Un jeune garçon est puni, dans le couloir de l’école, pour avoir brisé une vitre avec son ballon. À la fin de la classe, il est sur le chemin du retour lorsqu’il est arrêté, dans une rue, par un match de foot qui lui bloque le passage. Il réussit à passer mais emprunte un chemin accidenté qui le conduit à la périphérie de la ville...

Pour l’essentiel, on pourrait considérer que les deux premiers films de Kiarostami – Le pain et la rue et celui-ci – sont deux variations sur la même structure : un jeune garçon se rend d’un point à un autre par un chemin tout à fait familier, survient un obstacle qui l’oblige à s’arrêter (un chien, un match de foot). Il finit par franchir l’obstacle. Le premier par un agencement de rythmes, en faisant un bout de chemin avec cela même qui a été la cause du blocage et de la détresse. Le second, on va voir comment.

La récréation, cependant, est plus ample et plus universel. Car il ne met pas seulement en jeu la détresse d’un enfant et l’obsession kiarostamienne de l’agencement des rythmes, mais déjà le sujet de l’unique objet de la passion (l’idée fixe) et du rapport à la communauté des semblables.

Dans La récréation, c’est bien d’une passion qu’il s’agit. Croix et délices du ballon. Peu importe son objet : il n’y a pas d’objet dérisoire s’il s’agit d’une vraie passion. Comme dans toute passion, ce qui sauve est aussi ce qui perd. Le garçon a été perdu, puni, battu, et il finira par s’égarer à cause de son ballon (il a cassé une vitre de l’école), mais c’est grâce à un autre ballon (celui des enfants dont la partie de foot obstrue la rue qu’il doit traverser) qu’il réussira à franchir l’obstacle. Le ballon est sa clé du monde. C’est aussi sa croix.

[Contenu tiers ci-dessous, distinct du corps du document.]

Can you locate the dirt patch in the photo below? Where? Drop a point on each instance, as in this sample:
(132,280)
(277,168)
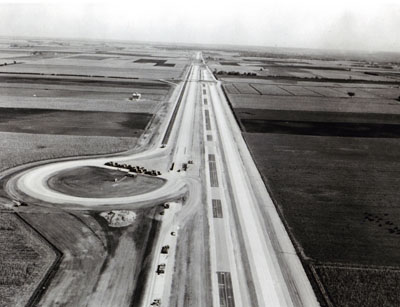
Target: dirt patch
(63,122)
(338,198)
(102,183)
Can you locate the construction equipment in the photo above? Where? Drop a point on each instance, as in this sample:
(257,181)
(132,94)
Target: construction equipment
(164,249)
(161,269)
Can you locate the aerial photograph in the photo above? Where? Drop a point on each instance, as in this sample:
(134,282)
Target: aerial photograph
(200,153)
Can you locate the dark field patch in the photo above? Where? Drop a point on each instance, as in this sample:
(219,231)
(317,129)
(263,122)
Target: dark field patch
(91,57)
(84,123)
(317,116)
(100,183)
(323,129)
(156,62)
(339,201)
(229,63)
(344,124)
(150,61)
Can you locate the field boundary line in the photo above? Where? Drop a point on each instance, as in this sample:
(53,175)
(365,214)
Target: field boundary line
(52,270)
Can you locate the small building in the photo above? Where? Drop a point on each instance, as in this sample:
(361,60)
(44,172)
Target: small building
(135,96)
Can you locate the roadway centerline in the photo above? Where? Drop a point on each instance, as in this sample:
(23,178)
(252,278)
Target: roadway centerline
(223,254)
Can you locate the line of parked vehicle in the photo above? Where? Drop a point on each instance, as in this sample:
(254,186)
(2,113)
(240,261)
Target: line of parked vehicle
(134,169)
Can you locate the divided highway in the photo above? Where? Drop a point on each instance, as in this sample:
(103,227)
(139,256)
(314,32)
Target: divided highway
(252,260)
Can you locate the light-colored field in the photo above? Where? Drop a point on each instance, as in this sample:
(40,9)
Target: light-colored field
(20,148)
(315,104)
(300,91)
(326,91)
(131,72)
(267,89)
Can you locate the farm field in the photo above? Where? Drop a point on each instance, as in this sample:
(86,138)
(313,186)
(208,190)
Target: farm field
(329,161)
(66,99)
(94,254)
(339,199)
(62,122)
(21,148)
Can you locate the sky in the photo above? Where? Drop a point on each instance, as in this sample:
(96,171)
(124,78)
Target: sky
(340,24)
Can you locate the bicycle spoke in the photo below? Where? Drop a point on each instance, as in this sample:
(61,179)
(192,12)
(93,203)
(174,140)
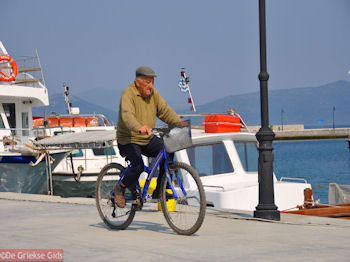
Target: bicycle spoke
(188,214)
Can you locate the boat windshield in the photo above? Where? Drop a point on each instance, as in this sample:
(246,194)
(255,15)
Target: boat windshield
(211,159)
(248,153)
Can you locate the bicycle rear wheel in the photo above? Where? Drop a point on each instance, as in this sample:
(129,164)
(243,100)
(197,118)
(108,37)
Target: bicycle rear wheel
(187,216)
(112,215)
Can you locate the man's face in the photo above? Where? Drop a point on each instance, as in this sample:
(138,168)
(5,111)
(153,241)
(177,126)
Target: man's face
(145,85)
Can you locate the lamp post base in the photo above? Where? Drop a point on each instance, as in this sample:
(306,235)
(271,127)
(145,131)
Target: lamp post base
(268,214)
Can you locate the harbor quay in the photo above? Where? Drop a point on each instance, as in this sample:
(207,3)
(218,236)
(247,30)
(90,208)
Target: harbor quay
(297,132)
(31,221)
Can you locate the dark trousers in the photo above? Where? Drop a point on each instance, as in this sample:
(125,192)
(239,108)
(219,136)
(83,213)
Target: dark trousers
(133,153)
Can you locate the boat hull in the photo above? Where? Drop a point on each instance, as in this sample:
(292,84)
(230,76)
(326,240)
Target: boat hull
(65,185)
(17,175)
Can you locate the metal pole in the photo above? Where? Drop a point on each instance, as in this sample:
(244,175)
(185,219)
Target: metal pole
(282,112)
(333,117)
(266,208)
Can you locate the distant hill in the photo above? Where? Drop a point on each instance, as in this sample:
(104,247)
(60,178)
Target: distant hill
(311,106)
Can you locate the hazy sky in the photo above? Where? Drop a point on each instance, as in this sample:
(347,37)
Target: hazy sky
(99,44)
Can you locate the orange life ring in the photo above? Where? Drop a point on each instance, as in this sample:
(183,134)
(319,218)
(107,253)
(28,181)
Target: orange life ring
(8,78)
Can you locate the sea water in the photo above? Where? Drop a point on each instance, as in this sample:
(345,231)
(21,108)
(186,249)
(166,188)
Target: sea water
(320,162)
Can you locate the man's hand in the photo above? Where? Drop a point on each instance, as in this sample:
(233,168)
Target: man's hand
(144,130)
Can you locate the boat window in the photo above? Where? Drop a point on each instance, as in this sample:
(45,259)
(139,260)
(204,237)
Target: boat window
(210,159)
(25,124)
(103,151)
(10,113)
(77,153)
(56,133)
(248,153)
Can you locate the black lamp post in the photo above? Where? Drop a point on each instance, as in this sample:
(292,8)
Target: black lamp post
(333,117)
(266,208)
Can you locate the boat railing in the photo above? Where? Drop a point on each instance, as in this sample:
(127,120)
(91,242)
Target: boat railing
(282,179)
(220,187)
(102,117)
(230,112)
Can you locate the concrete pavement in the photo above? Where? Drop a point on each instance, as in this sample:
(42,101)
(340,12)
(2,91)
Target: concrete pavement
(73,224)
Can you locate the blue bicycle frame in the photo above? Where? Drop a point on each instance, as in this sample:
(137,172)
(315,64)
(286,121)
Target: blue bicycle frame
(150,171)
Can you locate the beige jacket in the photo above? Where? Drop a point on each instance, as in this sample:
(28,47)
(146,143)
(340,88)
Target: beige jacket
(136,111)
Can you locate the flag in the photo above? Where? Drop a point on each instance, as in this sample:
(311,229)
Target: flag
(183,86)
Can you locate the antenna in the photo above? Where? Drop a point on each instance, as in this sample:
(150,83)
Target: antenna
(66,97)
(183,84)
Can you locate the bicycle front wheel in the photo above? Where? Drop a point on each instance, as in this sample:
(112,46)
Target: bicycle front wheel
(184,214)
(112,215)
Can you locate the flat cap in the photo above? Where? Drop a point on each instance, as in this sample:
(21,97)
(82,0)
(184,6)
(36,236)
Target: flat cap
(145,71)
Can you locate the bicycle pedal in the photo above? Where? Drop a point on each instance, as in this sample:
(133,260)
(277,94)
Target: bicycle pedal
(138,203)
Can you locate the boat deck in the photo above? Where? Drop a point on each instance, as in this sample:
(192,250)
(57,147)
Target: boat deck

Kiarostami retravaille dans ce court métrage rien de moins que la question universelle du rapport de l’individu à la communauté, en tant qu’elle se joue à la frontière de la passion. Le moment le plus grand de ce « petit » film est celui où le garçon se trouve arrêté dans son trajet, figé par le spectacle d’une partie de foot que jouent des garçons de son âge. Le goulet (la rue est formée de grands murs continus) est d’autant plus obstrué et infranchissable que sa fascination elle-même pour ce qu’il voit le paralyse de l’intérieur. À l’école, sa passion lui a valu l’exclusion temporaire de la communauté de la classe : toute passion isole de la communauté sociale. Il a retrouvé ses congénères à la sortie de l’école avant que leurs chemins ne bifurquent. Il se retrouve à nouveau seul lorsqu il entend le bruit même qui fait signe entre tous à son attention et à sa passion : des enfants jouent au foot. Commence alors une des plus belles scènes jamais filmées par Kiarostami, où son cinéma fonctionne déjà à plein régime. L’obstacle est constitué de la chose désirable entre toutes. Ce qui fait obstacle est ce qui fascine. Dans ce temps d’arrêt, le garçon est en état de suréveil sensoriel, mais exclusivement focalisé sur la partie. Tout se passe comme s’il supprimait sélectivement les cris dans le son ambiant pour n’entendre plus que les sons techniques du match. Par son regard, il est à la fois radicalement séparé et au cœur même de la partie qui se joue. La communauté des semblables est à la fois très proche (par empathie, identification) et inaccessible au petit héros kiarostamien. L’acte non prémédité, contingent (l’occasion de faire une tête s’offre à lui sans qu’il la sollicite) par lequel il va réussir à franchir l’obstacle, est un acte qui lui permet de s’inscrire pendant une seconde dans la partie mais qui l’exclut radicalement, dans le même temps, de la petite communauté sociale des joueurs. Il va se faire courser par un grand pour avoir osé intervenir dans cette partie qui ne le regardait pas, même si nous savons que le ballon est précisément ce qui le regarde le plus.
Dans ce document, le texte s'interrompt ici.